Comentaba un conocido, llegado de una pequeña capital de provincias, allá donde traza el Duero curva de ballesta, como escribió Machado, que en el País Vasco se siente y se huele el rencor. Me extrañó su apreciación; pero, más tarde, tuve que confesar que, inmersos como estamos en los asuntos cotidianos, apenas tenemos tiempo de reflexionar sobre los mismos. Me acordé de una apreciación realizada por un buen profesor de literatura, el cual afirmaba que no bastaba con leer, sino que, además, había que repensar lo leído, hasta dar con las claves que permitieran esclarecer el texto. Quería decir que desde fuera todo se ve de distinta forma.
El rencor es amigo del odio y hermano del resentimiento. El rencoroso es un desdichado que supone que hay alguien en este mundo culpable de su desgracia y causante de su daño, con quien entrará tarde o temprano en colisión. Lejos de mantener en silencio dicha pugna, el rencoroso lo irá proclamando a los cuatro vientos, intentando, de ese modo, crear a su alrededor una corriente favorable que le exima de la pasión que lo atenaza y convierte en esclavo. No pretende tener razón, le basta con que se la concedan, como a locos o borrachos; ni desea que le restituyan, en bienes, el mal que supuestamente le han causado. Quiere aniquilar, física o moralmente, al otro, a ese ser a quien acusa de su situación, y con el cual no está deseoso ni preparado para dialogar. No busca la justicia, ni la instauración de algún orden anterior, sino la venganza. No desiste, porque en su interior yace una desazón tal que, necesariamente, necesita ser alimentada, para que jamás se consuma.
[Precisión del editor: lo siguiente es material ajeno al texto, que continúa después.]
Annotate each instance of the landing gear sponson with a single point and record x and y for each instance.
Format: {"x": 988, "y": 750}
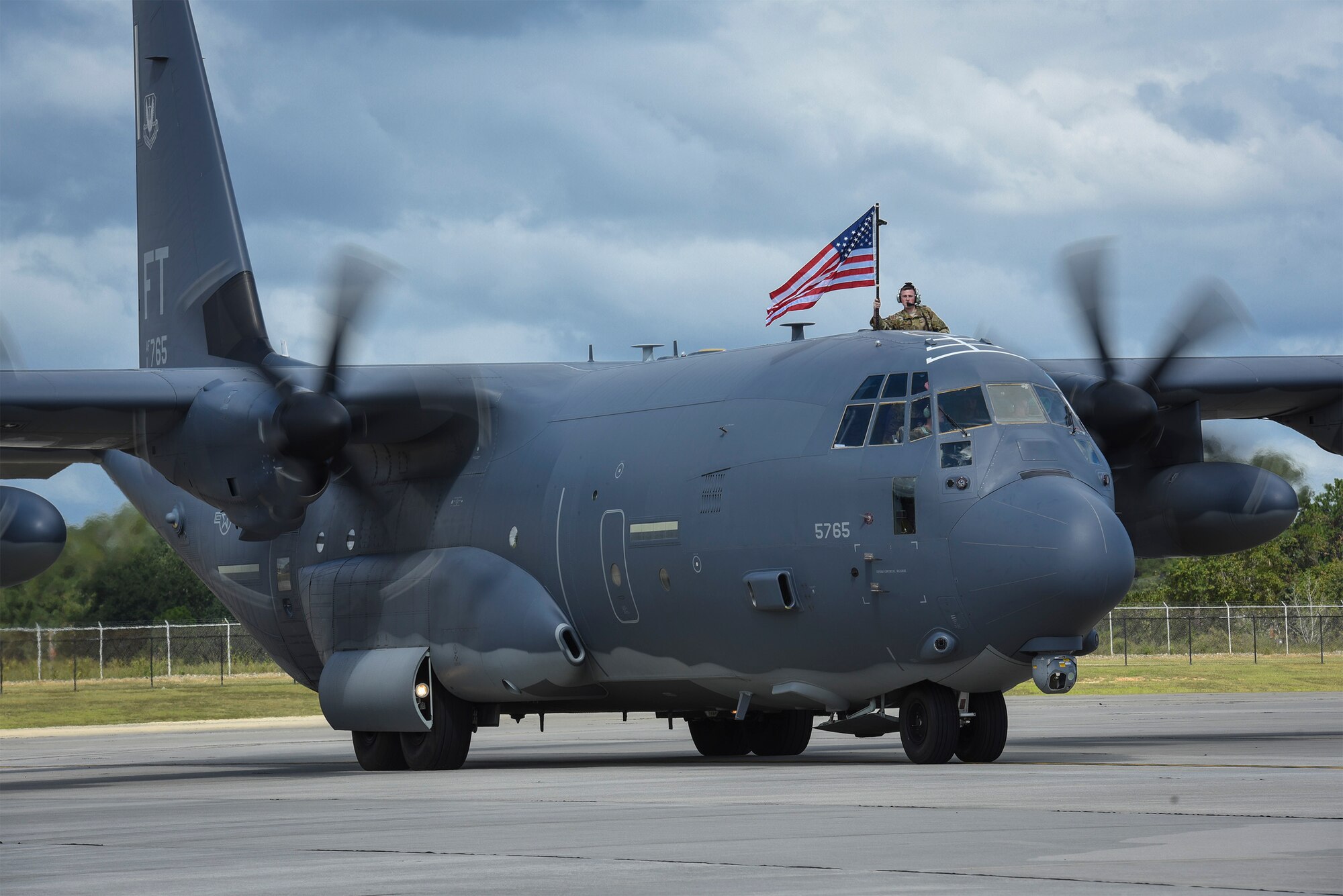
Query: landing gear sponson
{"x": 934, "y": 726}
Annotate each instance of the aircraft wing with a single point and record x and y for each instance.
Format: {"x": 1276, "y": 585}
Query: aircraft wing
{"x": 1305, "y": 393}
{"x": 84, "y": 411}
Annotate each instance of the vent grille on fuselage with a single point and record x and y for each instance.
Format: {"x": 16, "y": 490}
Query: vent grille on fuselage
{"x": 711, "y": 497}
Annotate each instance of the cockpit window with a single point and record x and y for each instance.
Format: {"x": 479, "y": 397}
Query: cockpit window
{"x": 1089, "y": 450}
{"x": 895, "y": 387}
{"x": 890, "y": 428}
{"x": 870, "y": 388}
{"x": 962, "y": 409}
{"x": 957, "y": 454}
{"x": 1055, "y": 405}
{"x": 921, "y": 420}
{"x": 853, "y": 427}
{"x": 1016, "y": 403}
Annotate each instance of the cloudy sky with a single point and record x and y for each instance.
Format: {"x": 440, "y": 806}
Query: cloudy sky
{"x": 554, "y": 175}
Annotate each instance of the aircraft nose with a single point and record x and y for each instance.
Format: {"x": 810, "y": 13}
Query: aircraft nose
{"x": 1040, "y": 557}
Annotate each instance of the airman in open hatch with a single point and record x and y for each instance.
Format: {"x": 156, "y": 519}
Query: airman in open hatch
{"x": 913, "y": 315}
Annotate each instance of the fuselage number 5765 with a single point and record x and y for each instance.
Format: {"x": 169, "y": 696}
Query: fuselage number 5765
{"x": 832, "y": 530}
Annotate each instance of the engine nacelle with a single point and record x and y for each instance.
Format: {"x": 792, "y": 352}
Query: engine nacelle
{"x": 33, "y": 534}
{"x": 230, "y": 452}
{"x": 1196, "y": 510}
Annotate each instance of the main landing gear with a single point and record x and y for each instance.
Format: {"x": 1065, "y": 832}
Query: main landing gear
{"x": 933, "y": 729}
{"x": 443, "y": 748}
{"x": 773, "y": 734}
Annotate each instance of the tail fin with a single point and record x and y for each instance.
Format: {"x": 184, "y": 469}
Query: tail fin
{"x": 198, "y": 299}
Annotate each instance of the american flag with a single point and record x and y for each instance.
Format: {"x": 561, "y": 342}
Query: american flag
{"x": 847, "y": 262}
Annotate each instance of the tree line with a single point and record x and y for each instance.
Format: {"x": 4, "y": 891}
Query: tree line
{"x": 118, "y": 569}
{"x": 115, "y": 569}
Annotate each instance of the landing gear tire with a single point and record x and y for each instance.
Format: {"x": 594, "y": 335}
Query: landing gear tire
{"x": 445, "y": 745}
{"x": 984, "y": 737}
{"x": 379, "y": 750}
{"x": 780, "y": 734}
{"x": 930, "y": 725}
{"x": 719, "y": 737}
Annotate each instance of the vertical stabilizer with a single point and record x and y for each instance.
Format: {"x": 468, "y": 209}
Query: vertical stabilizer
{"x": 198, "y": 299}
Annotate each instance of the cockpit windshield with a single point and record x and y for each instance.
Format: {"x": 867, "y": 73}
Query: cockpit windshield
{"x": 1016, "y": 403}
{"x": 962, "y": 409}
{"x": 1055, "y": 405}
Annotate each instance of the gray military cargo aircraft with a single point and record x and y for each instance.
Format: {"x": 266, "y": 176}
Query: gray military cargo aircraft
{"x": 886, "y": 530}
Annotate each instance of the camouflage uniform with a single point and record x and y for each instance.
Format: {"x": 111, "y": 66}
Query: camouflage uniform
{"x": 923, "y": 318}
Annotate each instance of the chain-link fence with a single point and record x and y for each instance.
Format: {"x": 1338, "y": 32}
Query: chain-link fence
{"x": 147, "y": 652}
{"x": 131, "y": 652}
{"x": 1224, "y": 632}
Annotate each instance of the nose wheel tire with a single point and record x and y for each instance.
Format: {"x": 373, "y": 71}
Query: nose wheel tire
{"x": 719, "y": 737}
{"x": 984, "y": 737}
{"x": 445, "y": 745}
{"x": 930, "y": 725}
{"x": 780, "y": 734}
{"x": 379, "y": 750}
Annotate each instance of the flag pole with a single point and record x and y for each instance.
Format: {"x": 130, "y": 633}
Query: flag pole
{"x": 876, "y": 247}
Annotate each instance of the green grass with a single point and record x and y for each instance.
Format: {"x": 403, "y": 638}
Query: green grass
{"x": 33, "y": 705}
{"x": 1105, "y": 675}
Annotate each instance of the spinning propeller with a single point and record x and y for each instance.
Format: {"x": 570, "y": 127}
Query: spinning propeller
{"x": 1119, "y": 407}
{"x": 310, "y": 431}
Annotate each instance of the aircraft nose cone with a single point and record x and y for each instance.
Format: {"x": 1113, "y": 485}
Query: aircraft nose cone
{"x": 1040, "y": 557}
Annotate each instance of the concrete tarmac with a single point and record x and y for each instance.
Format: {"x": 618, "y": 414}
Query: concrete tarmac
{"x": 1216, "y": 793}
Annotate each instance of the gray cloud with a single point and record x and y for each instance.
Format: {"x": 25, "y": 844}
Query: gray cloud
{"x": 554, "y": 175}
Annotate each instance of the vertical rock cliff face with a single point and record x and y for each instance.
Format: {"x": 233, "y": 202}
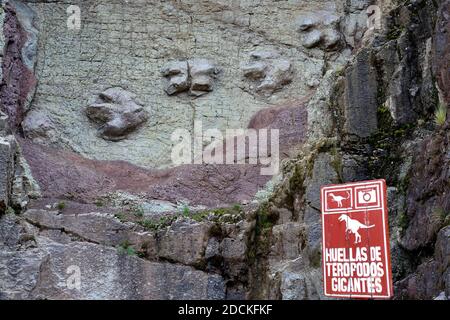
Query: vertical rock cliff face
{"x": 91, "y": 206}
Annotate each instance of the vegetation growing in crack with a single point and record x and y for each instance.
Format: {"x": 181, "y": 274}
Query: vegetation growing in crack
{"x": 61, "y": 206}
{"x": 125, "y": 248}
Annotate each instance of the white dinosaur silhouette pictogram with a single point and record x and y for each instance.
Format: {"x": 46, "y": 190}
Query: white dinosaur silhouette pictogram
{"x": 353, "y": 226}
{"x": 339, "y": 199}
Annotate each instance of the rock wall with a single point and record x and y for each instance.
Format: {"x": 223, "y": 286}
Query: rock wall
{"x": 80, "y": 220}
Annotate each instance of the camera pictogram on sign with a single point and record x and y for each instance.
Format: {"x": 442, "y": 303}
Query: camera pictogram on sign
{"x": 339, "y": 199}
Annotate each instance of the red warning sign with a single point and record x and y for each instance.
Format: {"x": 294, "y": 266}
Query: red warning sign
{"x": 356, "y": 255}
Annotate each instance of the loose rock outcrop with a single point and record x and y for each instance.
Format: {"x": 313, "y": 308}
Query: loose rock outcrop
{"x": 117, "y": 113}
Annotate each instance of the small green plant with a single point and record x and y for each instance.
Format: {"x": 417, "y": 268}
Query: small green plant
{"x": 61, "y": 205}
{"x": 186, "y": 211}
{"x": 440, "y": 115}
{"x": 237, "y": 207}
{"x": 148, "y": 224}
{"x": 121, "y": 216}
{"x": 403, "y": 220}
{"x": 139, "y": 212}
{"x": 126, "y": 248}
{"x": 438, "y": 217}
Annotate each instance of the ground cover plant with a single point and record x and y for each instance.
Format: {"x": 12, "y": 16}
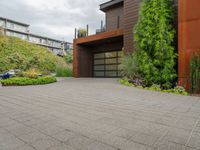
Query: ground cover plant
{"x": 64, "y": 72}
{"x": 18, "y": 54}
{"x": 155, "y": 87}
{"x": 22, "y": 81}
Quien habita en el rencor, habita en la infelicidad perpetua.
Hay que reconocer, por otra parte, que vivimos tiempos de frustración y desengaño. Lo que pudo haber sido y no fue pesa sobre las conciencias de muchos, como una losa de granito y, en la impotencia, antes de mirarse y analizar sobre la responsabilidad de cada cual en el devenir de las cosas, se mira a otra parte, buscando la causa de esa situación. Ahí, donde está el otro, el centro de las envidias, se encuentra la fuente de los agravios. Porque uno no es culpable de nada, sino el otro, o los otros. Son ellos quienes, con su pura existencia, impiden la satisfacción de los deseos.
El rencoroso, en el fondo, es un ser débil que, asustado con la vida, busca su reverso, la muerte; y antes que la alegría escoge la tristeza.